Project:Home
Domain names are nominally identifiers to underlying resources, like nytimes.com and The New York Times. However, they are not persistent identifiers, as their value can change. Publications and their owners are more like tenants over the domain name, and can decide to vacate the domain, eventually leading to the domain describing a different resource than it did before.
This poses a significant challenge to modeling information sources. If a URL is identified as a reference in a Wikipedia article, and that URL is associated with a domain that has changed owners, the URL in question may or may not be a reliable source depending on when it was published.
The Internet Domains Wikibase addresses this by creating items for individual domain names and associating them with the publication, product, or organization they describe (via Wikidata item).

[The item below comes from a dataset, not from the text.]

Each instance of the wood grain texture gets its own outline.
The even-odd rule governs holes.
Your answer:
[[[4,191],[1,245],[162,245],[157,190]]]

Wikibase allows us to create nuanced statements through qualifiers, which is useful for describing the history of a domain name's ownership. For example, see the entries for twitter.com and x.com.
Queries
- Ukraine websites
- Ethiopia websites
- Domains and their item numbers
- Domains mapped to Wikidata items
- Domains appearing on source lists
- Domains appearing on both the Wikipedia-wide and vaccine safety-specific perennial sources lists
- Domains appearing on the most source lists
- Related domain names
Items
Most items on this wiki are domain names. A domain name exists as a standalone entity apart from whatever companies or products are located at that domain name. Items with domain name items are assigned P1. values. Support items that are not domain names do not have P1 values.
Domains can then be associated with the publication or product contained at that domain with P2, with qualifiers as necessary.
Properties
See Project:Properties.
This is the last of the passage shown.